The typical usage scenario with the WebBrowser control is that, if you want more than just a basic control, you’re going to inherit from it. I was wanting to be able to provide a custom context menu instead of using the default IE one. Here comes MSDN documentation to the rescue! According to the documentation on the protected CreateWebBrowserSiteBase method, the method can be overridden to provide a custom WebBrowser.WebBrowserSite object. Here’s the quote from the documentation:

To use this feature, implement classes that inherit from the WebBrowser and WebBrowser.WebBrowserSite classes. The unmanaged WebBrowser ActiveX control uses the protected CreateWebBrowserSiteBase method to retrieve extensibility interfaces implemented by the WebBrowser.WebBrowserSite class. Override the CreateWebBrowserSiteBase method to return an instance of your own class that inherits from the WebBrowser.WebBrowserSite class. The WebBrowser.WebBrowserSite class provides default implementations of the OLE IDocHostUIHandler. You can provide your own implementation of this interface or implement any other WebBrowser ActiveX control interface in order to customize the behavior of the control.

Super!

Because the WebBrowserSite class is protected and internal to the WebBrowser, your implementation must be internal to your inherited WebBrowser class to have access to it. Like so:

public class CustomWebBrowser : WebBrowser
{
  private class CustomBrowserSite : WebBrowserSite
  {
    // Your implementation
  }
}

So, I happily pulled up the interface definition for IDocHostUIHandler, coded it up and made my custom WebBrowserSite implement it. To verify that it was working, I just stuck a message box to tell me hello in the ShowContextMenu method. When I ran my test, I right clicked and saw a context menu… the default context menu! Huh?!?

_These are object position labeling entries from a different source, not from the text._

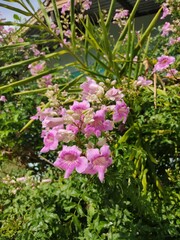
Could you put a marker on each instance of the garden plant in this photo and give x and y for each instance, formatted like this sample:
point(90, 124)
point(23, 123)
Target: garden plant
point(89, 148)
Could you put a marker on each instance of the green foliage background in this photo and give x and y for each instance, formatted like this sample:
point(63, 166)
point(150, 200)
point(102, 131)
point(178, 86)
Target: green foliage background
point(140, 196)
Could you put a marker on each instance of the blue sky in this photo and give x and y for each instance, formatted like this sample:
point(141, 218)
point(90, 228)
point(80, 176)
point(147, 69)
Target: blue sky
point(8, 14)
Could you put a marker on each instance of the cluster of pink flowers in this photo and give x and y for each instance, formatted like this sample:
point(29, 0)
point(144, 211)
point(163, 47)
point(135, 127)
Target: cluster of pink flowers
point(82, 125)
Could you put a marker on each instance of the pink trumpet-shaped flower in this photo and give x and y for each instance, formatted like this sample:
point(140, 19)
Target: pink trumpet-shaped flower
point(142, 81)
point(166, 11)
point(100, 160)
point(3, 99)
point(163, 63)
point(121, 112)
point(50, 141)
point(69, 159)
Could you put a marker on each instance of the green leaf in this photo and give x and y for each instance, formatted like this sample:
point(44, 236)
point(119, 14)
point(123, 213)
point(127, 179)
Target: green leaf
point(15, 9)
point(16, 17)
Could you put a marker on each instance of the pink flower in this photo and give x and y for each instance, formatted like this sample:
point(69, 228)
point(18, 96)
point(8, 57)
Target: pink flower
point(68, 33)
point(166, 28)
point(50, 141)
point(173, 41)
point(79, 107)
point(86, 4)
point(42, 114)
point(100, 160)
point(163, 63)
point(66, 7)
point(99, 124)
point(3, 99)
point(69, 159)
point(91, 90)
point(121, 14)
point(142, 81)
point(172, 72)
point(114, 94)
point(65, 135)
point(52, 122)
point(166, 11)
point(121, 112)
point(48, 79)
point(35, 69)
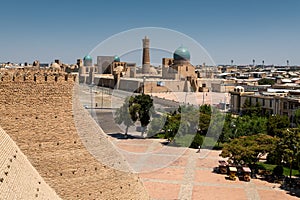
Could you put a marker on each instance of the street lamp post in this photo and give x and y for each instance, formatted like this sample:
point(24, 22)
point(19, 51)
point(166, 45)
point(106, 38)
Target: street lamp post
point(92, 102)
point(144, 80)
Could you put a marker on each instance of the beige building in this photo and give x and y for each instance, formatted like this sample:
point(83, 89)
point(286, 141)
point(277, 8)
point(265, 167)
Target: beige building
point(278, 103)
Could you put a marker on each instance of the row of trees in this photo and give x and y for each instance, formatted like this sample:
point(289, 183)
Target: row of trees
point(255, 134)
point(135, 108)
point(244, 138)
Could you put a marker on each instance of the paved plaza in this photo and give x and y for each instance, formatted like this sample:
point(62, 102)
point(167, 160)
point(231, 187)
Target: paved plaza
point(180, 173)
point(189, 175)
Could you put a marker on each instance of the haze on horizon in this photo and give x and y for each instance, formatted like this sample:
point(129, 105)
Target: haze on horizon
point(228, 30)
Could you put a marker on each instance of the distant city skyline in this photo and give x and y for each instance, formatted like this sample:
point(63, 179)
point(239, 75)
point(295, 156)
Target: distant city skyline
point(229, 30)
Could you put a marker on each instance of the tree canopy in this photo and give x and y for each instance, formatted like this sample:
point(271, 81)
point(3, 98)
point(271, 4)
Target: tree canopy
point(247, 149)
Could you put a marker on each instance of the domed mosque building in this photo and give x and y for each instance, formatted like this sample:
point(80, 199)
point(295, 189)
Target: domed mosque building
point(179, 67)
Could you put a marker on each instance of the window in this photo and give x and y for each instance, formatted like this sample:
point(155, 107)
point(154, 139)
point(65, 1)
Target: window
point(285, 105)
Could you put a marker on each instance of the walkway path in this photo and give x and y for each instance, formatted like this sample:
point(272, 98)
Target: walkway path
point(190, 174)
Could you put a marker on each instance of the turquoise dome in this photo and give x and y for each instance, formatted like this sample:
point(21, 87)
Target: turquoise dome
point(87, 57)
point(116, 59)
point(181, 53)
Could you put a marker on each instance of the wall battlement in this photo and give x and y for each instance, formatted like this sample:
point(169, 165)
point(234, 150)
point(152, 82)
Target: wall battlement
point(35, 75)
point(39, 118)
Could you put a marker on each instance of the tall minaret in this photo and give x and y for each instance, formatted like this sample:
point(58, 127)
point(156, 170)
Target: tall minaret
point(146, 56)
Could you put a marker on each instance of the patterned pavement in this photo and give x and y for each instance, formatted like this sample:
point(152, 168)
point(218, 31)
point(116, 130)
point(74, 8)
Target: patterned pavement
point(177, 173)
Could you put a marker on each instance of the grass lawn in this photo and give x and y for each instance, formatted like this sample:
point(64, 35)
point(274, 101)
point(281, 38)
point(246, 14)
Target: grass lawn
point(286, 170)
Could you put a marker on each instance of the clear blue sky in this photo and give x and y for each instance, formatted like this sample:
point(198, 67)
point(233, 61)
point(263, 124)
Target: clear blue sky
point(241, 30)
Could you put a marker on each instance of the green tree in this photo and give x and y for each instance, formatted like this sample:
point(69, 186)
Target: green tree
point(205, 112)
point(251, 110)
point(156, 125)
point(249, 125)
point(172, 125)
point(297, 117)
point(276, 124)
point(127, 114)
point(248, 149)
point(290, 144)
point(145, 106)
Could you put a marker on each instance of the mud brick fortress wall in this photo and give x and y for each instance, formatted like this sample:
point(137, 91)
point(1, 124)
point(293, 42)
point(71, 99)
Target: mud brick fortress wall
point(37, 113)
point(18, 178)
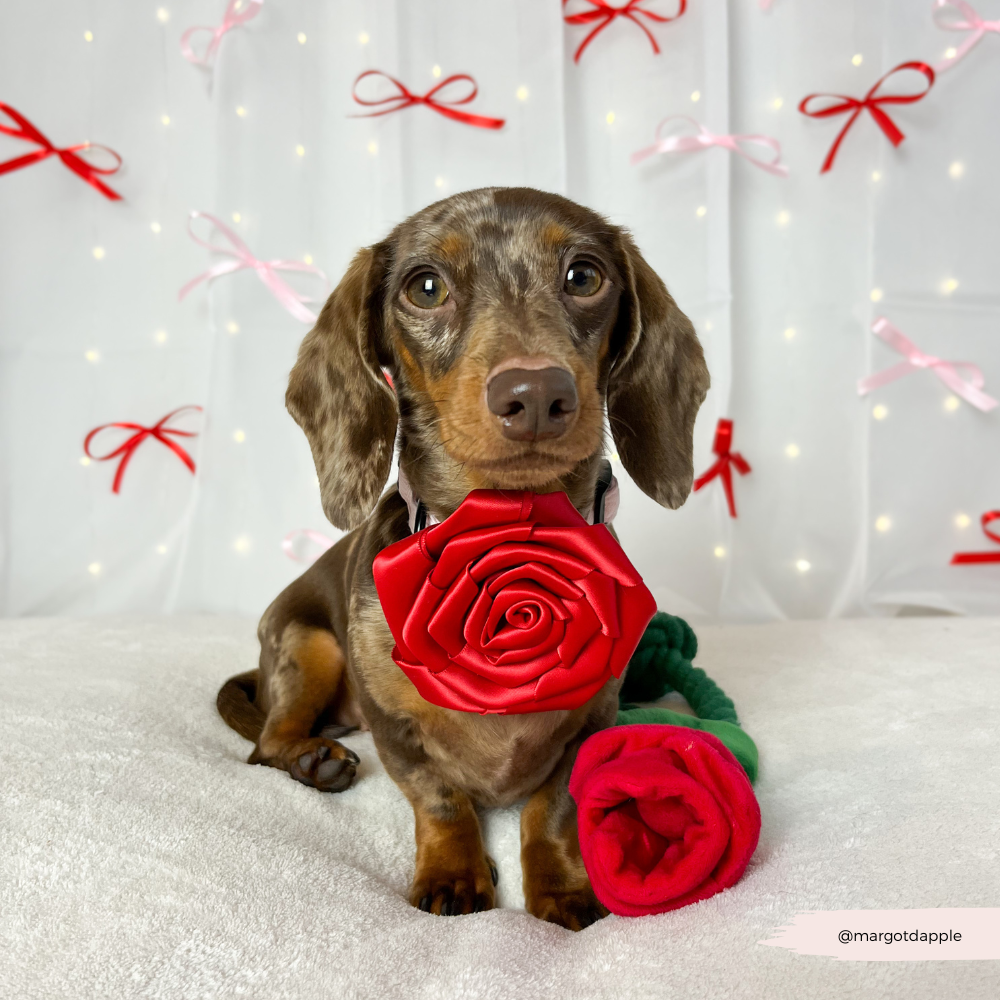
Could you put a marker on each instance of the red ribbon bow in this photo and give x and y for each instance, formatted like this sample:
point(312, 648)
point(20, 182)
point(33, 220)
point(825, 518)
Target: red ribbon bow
point(871, 103)
point(159, 430)
point(721, 446)
point(965, 558)
point(604, 13)
point(77, 164)
point(406, 98)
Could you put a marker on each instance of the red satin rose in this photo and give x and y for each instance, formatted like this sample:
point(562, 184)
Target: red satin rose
point(666, 816)
point(513, 604)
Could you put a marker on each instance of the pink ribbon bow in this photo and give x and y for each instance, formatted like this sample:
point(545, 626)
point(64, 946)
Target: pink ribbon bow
point(238, 12)
point(968, 389)
point(968, 20)
point(722, 446)
point(603, 13)
point(30, 133)
point(125, 451)
point(294, 551)
point(969, 558)
point(704, 139)
point(266, 269)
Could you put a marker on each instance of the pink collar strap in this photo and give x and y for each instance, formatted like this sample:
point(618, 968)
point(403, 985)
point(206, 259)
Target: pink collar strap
point(611, 498)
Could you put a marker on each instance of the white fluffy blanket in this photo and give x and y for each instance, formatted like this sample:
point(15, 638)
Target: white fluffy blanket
point(142, 858)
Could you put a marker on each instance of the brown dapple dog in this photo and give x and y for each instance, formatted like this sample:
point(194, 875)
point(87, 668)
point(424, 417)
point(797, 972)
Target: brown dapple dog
point(510, 321)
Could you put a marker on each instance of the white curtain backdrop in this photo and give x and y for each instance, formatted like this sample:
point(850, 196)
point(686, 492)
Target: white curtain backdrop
point(852, 506)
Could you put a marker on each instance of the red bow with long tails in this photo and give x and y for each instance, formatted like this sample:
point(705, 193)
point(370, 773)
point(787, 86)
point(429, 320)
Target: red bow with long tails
point(77, 164)
point(603, 13)
point(159, 430)
point(406, 98)
point(966, 558)
point(726, 458)
point(869, 103)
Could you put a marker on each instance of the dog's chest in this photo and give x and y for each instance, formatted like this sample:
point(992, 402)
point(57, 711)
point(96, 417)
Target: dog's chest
point(497, 759)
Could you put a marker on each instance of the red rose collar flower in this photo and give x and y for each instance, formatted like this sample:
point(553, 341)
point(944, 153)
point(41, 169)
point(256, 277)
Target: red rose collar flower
point(513, 604)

I was positive I must have missed something, because the documentation is CLEAR on the fact that this scenario is possible.

And yet… and yet… WHAT IS THIS?!?

More searching and I find that there is a bug reported for this exact scenario on Microsoft Connect! And what’s more, it has been closed because it has been postponed!!!

This wouldn’t really irk me so much except that the documentation specifically says that it can be done. Here is a snippet of the reasoning behind closing the bug:

… The bug you entered has been reproduced, but our evaluation determined that it does not meet the criteria to be addressed in this release. The main reason for this is that in this release, our webBrowser control is tightly tied to the IDocHostUIHandler not leaving much room for such customization. …

Why, oh why wasn’t this tested? The documentation says THAT THIS CAN BE DONE! Don’t post documentation that says that you can do this and then tell us that you can’t because your implementation won’t allow it!

Luckily, there are 2 workarounds listed that let you hook your own IDocHostUIHandler implementation in (it involves implementing ICustomDoc and calling the SetUIHandler method, see this CodeProject article for more details). Tightly tied my butt… the workaround gets the same results just fine.